For many years, the assessment detection of morphological features such as tumor size, grade, lymph node involvement, and histologic type is the main and sometimes the only pathological method to determine the patient’s diagnosis, prognosis, and response to treatment. 

However, the advent of artificial intelligence and machine learning technologies and greater attention to precision medicine paves the way for the era of digital pathology in clinical practice, allowing not only more accurate quantitative and spatial assessment of biomarker expression than the visual assessment of a pathologist but also allows to extract information invisible to the eye. Today, various tools based on artificial intelligence significantly contribute to the complex encryption of pathophysiology, allowing the discovery of new biomarkers and drug targets. 

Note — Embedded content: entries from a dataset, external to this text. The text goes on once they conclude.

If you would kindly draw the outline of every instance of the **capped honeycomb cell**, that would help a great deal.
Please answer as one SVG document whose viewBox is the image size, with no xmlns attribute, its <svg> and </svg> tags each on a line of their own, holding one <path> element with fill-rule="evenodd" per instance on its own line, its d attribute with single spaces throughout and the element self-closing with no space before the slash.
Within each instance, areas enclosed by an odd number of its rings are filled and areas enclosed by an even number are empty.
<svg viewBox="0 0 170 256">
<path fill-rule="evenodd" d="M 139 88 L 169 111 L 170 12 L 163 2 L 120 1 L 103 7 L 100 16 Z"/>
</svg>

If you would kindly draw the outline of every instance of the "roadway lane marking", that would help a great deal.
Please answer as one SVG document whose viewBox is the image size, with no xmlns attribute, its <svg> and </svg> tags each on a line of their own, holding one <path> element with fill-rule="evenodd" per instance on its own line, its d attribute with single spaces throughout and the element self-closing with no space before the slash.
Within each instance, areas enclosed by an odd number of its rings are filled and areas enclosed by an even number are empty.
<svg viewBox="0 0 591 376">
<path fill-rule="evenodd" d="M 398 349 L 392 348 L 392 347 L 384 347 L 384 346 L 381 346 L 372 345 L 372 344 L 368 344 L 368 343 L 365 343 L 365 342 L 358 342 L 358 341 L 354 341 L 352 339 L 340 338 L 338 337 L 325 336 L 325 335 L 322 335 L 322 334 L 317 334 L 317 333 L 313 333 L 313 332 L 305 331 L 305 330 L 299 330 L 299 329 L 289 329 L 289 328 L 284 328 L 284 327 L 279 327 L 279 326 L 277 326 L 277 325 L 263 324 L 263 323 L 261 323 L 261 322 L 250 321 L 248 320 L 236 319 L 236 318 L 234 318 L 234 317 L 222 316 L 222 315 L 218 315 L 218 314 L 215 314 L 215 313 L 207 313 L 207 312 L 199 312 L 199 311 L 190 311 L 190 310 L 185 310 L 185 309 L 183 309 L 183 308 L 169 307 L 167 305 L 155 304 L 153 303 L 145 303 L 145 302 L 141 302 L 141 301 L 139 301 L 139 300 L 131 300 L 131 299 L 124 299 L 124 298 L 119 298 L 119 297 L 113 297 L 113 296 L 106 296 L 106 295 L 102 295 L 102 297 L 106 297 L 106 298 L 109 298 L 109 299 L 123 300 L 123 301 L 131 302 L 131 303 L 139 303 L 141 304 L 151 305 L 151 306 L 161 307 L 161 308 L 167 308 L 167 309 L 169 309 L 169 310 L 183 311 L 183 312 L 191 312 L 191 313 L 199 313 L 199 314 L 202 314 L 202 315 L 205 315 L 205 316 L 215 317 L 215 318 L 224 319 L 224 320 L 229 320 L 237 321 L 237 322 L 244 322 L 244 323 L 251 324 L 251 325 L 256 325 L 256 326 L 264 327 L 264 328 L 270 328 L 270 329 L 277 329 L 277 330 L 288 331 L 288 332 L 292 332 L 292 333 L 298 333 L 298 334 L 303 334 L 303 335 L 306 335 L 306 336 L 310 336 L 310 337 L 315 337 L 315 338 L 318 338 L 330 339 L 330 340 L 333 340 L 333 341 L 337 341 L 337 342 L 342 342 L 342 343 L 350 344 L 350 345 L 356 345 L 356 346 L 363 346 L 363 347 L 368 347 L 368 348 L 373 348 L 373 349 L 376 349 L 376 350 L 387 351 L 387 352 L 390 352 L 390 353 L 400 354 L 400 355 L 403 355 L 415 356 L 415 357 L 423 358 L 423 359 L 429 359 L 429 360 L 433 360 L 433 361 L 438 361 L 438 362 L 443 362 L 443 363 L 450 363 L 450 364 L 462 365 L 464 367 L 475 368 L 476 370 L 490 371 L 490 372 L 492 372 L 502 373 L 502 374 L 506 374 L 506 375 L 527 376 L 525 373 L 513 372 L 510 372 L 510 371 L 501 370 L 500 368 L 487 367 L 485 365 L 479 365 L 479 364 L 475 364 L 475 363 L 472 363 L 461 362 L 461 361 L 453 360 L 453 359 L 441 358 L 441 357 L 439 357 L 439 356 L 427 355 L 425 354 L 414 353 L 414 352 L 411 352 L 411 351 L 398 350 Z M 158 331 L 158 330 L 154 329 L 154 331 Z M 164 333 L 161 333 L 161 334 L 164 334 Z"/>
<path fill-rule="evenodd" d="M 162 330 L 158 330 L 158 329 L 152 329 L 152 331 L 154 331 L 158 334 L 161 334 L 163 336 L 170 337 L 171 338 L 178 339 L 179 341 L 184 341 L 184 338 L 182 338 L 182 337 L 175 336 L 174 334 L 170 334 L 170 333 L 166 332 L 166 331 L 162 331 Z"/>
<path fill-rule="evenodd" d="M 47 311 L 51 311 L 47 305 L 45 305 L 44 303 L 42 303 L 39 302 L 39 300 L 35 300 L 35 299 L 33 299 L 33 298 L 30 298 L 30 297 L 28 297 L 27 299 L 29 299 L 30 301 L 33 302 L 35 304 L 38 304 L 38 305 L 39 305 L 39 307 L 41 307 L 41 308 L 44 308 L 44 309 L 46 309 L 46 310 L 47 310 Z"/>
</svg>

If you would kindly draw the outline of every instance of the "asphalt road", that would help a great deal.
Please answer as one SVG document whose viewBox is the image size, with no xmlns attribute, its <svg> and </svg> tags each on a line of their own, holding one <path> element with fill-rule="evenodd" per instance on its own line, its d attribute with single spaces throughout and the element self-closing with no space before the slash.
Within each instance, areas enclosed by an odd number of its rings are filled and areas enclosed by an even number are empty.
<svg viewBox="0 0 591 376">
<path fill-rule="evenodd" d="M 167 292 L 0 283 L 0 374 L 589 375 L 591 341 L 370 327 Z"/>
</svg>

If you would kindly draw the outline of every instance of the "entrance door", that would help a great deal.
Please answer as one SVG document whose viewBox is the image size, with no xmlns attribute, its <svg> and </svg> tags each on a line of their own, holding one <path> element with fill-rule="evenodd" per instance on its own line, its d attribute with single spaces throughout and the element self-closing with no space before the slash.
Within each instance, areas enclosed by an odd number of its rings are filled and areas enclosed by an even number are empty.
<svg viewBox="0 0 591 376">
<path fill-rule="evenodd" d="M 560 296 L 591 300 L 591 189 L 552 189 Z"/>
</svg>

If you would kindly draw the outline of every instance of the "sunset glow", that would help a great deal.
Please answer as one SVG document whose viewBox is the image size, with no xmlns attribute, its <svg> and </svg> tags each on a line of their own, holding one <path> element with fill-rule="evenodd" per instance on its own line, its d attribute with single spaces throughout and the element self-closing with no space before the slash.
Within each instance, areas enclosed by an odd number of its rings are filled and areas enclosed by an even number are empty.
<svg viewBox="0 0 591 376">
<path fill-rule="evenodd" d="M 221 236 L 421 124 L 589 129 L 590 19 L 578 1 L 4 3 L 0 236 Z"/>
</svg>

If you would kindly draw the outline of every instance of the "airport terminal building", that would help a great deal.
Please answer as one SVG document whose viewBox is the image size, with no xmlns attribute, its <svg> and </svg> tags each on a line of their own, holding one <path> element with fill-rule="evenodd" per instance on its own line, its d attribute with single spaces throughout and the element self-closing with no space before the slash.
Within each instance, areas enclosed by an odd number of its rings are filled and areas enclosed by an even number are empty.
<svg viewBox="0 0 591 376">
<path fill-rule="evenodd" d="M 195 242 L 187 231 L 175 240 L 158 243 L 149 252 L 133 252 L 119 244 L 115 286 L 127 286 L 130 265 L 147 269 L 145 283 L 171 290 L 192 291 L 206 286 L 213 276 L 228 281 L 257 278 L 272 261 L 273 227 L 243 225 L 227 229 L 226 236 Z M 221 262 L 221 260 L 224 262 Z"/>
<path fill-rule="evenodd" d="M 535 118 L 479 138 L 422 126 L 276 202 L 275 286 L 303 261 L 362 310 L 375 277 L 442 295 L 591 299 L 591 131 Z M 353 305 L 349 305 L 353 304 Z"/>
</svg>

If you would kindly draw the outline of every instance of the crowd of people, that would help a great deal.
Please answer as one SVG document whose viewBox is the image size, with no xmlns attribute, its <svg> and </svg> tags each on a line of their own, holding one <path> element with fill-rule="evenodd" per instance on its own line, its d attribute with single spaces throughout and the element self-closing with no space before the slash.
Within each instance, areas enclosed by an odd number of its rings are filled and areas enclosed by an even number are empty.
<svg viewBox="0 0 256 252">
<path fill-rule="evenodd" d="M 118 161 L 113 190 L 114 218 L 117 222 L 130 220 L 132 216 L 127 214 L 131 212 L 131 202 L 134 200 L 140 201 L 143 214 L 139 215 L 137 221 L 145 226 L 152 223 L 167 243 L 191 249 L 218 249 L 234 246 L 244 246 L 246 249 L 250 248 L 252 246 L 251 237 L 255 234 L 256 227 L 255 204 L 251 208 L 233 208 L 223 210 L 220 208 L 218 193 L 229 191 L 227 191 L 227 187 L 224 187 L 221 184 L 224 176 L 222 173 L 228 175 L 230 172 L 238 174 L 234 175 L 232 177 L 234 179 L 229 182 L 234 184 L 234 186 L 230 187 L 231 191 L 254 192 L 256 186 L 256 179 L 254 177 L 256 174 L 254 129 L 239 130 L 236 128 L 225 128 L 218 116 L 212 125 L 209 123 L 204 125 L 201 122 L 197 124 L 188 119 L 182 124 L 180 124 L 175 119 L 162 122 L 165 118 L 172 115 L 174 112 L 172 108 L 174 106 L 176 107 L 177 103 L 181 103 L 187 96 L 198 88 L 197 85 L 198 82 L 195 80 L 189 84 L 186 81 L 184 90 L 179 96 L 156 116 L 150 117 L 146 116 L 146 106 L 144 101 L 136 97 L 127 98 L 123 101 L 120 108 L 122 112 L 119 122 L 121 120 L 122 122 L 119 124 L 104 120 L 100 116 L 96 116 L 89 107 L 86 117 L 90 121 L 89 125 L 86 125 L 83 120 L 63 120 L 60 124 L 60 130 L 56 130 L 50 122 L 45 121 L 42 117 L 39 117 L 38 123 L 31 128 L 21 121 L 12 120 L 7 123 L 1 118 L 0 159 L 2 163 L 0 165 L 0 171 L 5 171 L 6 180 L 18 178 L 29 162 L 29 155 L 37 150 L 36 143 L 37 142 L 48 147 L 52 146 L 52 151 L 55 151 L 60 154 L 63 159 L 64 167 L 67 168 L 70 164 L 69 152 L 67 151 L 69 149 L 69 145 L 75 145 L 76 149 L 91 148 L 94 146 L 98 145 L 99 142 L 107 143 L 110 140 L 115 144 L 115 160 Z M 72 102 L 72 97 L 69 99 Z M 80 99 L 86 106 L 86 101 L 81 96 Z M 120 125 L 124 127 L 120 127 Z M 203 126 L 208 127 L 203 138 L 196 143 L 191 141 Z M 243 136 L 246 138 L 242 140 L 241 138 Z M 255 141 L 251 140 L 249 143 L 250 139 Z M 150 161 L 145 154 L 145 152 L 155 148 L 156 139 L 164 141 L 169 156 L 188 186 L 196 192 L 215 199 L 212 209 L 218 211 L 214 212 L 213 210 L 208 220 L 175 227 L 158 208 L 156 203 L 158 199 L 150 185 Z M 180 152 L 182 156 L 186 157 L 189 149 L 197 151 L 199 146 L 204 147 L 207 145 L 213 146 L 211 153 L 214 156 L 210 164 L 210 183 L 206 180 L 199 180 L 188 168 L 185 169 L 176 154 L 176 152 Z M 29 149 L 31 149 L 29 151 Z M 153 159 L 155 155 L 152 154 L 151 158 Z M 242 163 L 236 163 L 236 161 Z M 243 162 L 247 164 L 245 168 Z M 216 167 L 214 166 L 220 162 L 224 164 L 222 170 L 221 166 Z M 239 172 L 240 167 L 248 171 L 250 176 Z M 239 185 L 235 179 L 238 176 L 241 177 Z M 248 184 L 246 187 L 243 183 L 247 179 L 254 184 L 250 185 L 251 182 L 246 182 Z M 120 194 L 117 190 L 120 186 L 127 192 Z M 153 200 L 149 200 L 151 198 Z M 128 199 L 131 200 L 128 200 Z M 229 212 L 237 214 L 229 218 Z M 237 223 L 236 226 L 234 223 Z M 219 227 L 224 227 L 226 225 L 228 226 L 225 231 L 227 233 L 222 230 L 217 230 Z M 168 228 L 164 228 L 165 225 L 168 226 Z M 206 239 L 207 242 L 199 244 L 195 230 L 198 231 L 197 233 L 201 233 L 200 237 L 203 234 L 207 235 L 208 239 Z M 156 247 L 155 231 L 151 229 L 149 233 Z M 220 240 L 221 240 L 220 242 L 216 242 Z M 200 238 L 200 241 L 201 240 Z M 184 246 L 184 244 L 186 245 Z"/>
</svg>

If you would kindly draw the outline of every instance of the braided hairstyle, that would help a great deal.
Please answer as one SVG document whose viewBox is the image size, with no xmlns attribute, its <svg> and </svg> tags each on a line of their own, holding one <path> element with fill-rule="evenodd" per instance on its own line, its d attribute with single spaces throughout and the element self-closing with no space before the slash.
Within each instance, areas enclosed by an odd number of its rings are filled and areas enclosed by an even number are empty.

In 2015, dr. Dovilė Žilėnaitė-Petrulaitienė joined the team of the National Center of Pathology together with prof. Arvydas Laurinavičius and his team of scientists. They started complex experimental work creating an analytic methodology to analyze local profiles of cancer cells and microenvironment properties, generating multiparametric and spatial data from digital microscopy images. 

Using deep learning and artificial neural network models for tumor tissue classification, applying spatial statistical methods and clear mathematical rules, an exceptional methodology for tumor tissue research was created. By applying this method, it is possible to automatically determine the tumor-stroma interface zone, calculate indicators for anti-tumor response assessment, and most importantly, predict the overall survival of patients. 

In dr. D. Žilėnaitė-Petrulaitienė’s doctoral dissertation (2021) ” Assessing Immunohistochemistry Biomarkers in the Spatial Context of the Microenvironment of Hormone Receptor-Positive Ductal Breast Carcinoma by Digital Image Analysis” using this high-efficiency, automated and repeatable data set-based method, it was demonstrated that in whole slide histological tumor images, it is possible to detect breast cancer tissue microenvironment components, extract new and clinically useful immune response parameters and predict a higher probability of survival by analyzing the indicators describing the spatial characteristics of the immune infiltrate in tumor samples.  

Next steps: to combine features for direct biomarker assessment 

This research has shown that prognostic modeling can be obtained based entirely on the digital image analysis of histological images and reflected three biological and prognostically independent features of breast cancer. These three indicators surpassed conventional clinical and pathological parameters.  It should be also noted, that in this work, it was also detected that the new biomarker – CD8+SATB1+ T cells, provided stronger prognostic information than CD8+ lymphocytes assessment and reflected the activated state of immune cells. 

However, these are only preliminary data – the obtained models require further adjustment and validation in a larger patient cohort. On the other hand, this work did not consider the architectural properties of the tumor microenvironment – the arrangement of tissue collagen fibers, which can also significantly contribute to tumorigenesis and help determine the prognosis of patients. In order to complete this research, more comprehensive computational methods and statistical modeling are required to accomplish this work. We believe that the combination of explicit, image-based computational biomarkers and implicit, artificial intelligence-derived features will produce the best set of methods to support clinical decisions in precision medicine. 

The postdoctoral fellowship is financed by the Research Council of Lithuania (LMTLT; agreement No.: S-PD-22-86).